Patients AF, AP, JS, and EB have been described previously.¹ They were classified as having AGEP in accordance with the criteria of Roujeau² and with the AGEP EuroSCARE validation score.⁸ An additional patient (CA, female, 64 years old) with the diagnosis of AGEP (fever >38.5°C and rapidly progressive generalized pustulosis) was included. Skin biopsy showed sterile pustulosis and abundant eosinophils. Her regular medication consisted of levodopa/benserazid, bromazepam, estrogen, calcium, and vitamin D; there was no history of intake of an additional drug. With oral retinoids and local antiseptic treatment the situation worsened with increasing fever, leukocytosis, and C-reactive protein as well as rapidly progressing detachment of the epidermis. She died in the intensive care unit a couple of days later.

Drugs and Reagents

The following drugs were used: amoxicillin (Sigma Chemical, St. Louis, MO), clavulanic acid (GlaxoSmithKline, Schönbühl, Switzerland), celecoxib (Pharmacia Corp., Stockholm, Sweden), and sulfamethoxazole (SMX; Hoffmann La-Roche, Basel, Switzerland). For patch tests drugs were prepared in phosphate-buffered saline (PBS): Augmentin (375 mg, half a pill/0.5 ml PBS), clamoxyl (375 mg/0.5 ml PBS), Celebrex (100 mg/0.5 ml PBS). For T-cell stimulation stock solutions of each drug were always freshly prepared in culture medium (CM) just before use. Celecoxib and SMX were dissolved in RPMI 1640 (Sigma Chemical) with 0.05 mol/L of NaOH.

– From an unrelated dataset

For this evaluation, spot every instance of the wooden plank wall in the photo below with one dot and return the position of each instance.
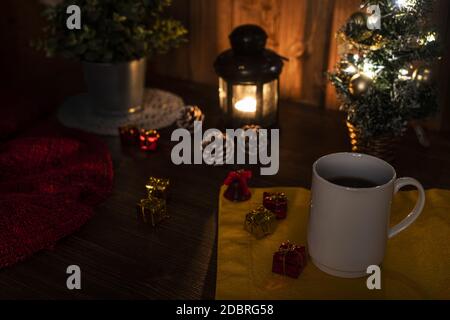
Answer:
(301, 30)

Preparation and Staining of Skin Biopsy Specimens and Cytospins

Punch biopsy (5 mm) specimens were obtained from diseased skin lesions of patients AF and CA, fixed in 4% formalin, routinely processed, and paraffin-embedded. For standard histology they were stained with hematoxylin and eosin. In addition, epicutaneous testings (patch test) with corresponding drugs were performed on patients AP (amoxicillin), EB (celecoxib), and JS (amoxicillin) at least 2 months after recovery as described in detail previously.¹ The test reactions were read at 48 hours and scored as recommended by the International Contact Dermatitis Research Group.⁹ No positive reactions to amoxicillin and celecoxib were found in 19 controls, confirming the specificity of the patch test (data not shown).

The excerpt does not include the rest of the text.